Cyril can probably explain better than I can, but MathComp in general (and RegLang) is highly optimized for proving and computation inside proofs, not computation of functions by Eval, etc. One approach to get computable definitions is to define separate functions working on separate representations that are shown equivalent to MathComp's. This can be facilitated by CoqEAL, for example. See this thread for some examples: https://github.com/coq-community/reglang/issues/4

#### Daniel Sousa (Jul 08 2020 at 14:26):

Probably that would be a bit of an overkill. I don't really require computation.

The computation was mostly to test what I'm writing to make sure that I'm using the correct definition (unsurprisingly, I was not).

#### Karl Palmskog (Jul 08 2020 at 14:28):

the "standard approach" for validation in MathComp is to prove small lemmas about your definition (which would allow using repeated rewrites and the like to get computation-like behavior)

#### Emilio Jesús Gallego Arias (Jul 08 2020 at 14:34):

There should definitively be a guide for the question "how do I compute with math-comp stuff"

#### Christian Doczkal (Jul 08 2020 at 14:41):

Daniel Sousa said:

I've looked into that for inspiration, but they also define them as finType, but then don't try to define a notion of size

What would be your notion of size? For me, the main developer of reglang, #|Q|  (i.e., the number of states of some automaton Q) has always been sufficient as the "size of the automaton". We even provide verified translations between automata with verified bounds on the increase in the number of states.

#### Daniel Sousa (Jul 08 2020 at 15:09):

Oh, hi!
My definition is not just that, but for the purposes of the question we can assume it's #|Q| wlog.

For proofs it'll probably be enough to use #|_| as a black box. It's what you do, right?
It's just that I was trying to compute stuff, but I'll do as has been suggested.

Thank you all very much for your patience.

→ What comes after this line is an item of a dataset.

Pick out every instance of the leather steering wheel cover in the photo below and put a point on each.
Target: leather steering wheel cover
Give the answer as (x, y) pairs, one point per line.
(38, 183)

#### Cyril Cohen (Jul 08 2020 at 15:14):

Daniel Sousa said:

Oh, hi!
My definition is not just that, but for the purposes of the question we can assume it's #|Q| wlog.

For proofs it'll probably be enough to use #|_| as a black box. It's what you do, right?
It's just that I was trying to compute stuff, but I'll do as has been suggested.

Thank you all very much for your patience.

opaque $\neq$ blackbox.
There are many card lemmas and whenever you create a new fintype you should prove cardinal equalities.
e.g. https://github.com/math-comp/math-comp/blob/master/mathcomp/ssreflect/fintype.v#L2249-L2254

#### Daniel Sousa (Jul 08 2020 at 15:18):

Thanks for the clarification

#### Paolo Giarrusso (Jul 08 2020 at 21:43):

Can you just compute with vm_compute, since it ignores Opaque? (That’s brainstorming, but it is sometimes recommended for stdpp... e.g. see https://gitlab.mpi-sws.org/iris/stdpp/-/blob/master/theories/gmap.v#L4)

#### Paolo Giarrusso (Jul 08 2020 at 21:48):

Nevermind, you cannot, since locking prevents conversion altogether.

#### Enrico Tassi (Jul 09 2020 at 06:40):

There is "opaque" and "Qed opaque". The Opaque/Transparent directive for tactics is surely ignored by vm_compute, but not the "Qed opaque" status of a constant, that makes it akin an axiom.

#### Enrico Tassi (Jul 09 2020 at 06:41):

FTR in MathComp "opaque" really means Qed opaque, since the other directive is very "volatile" in the Coq code base.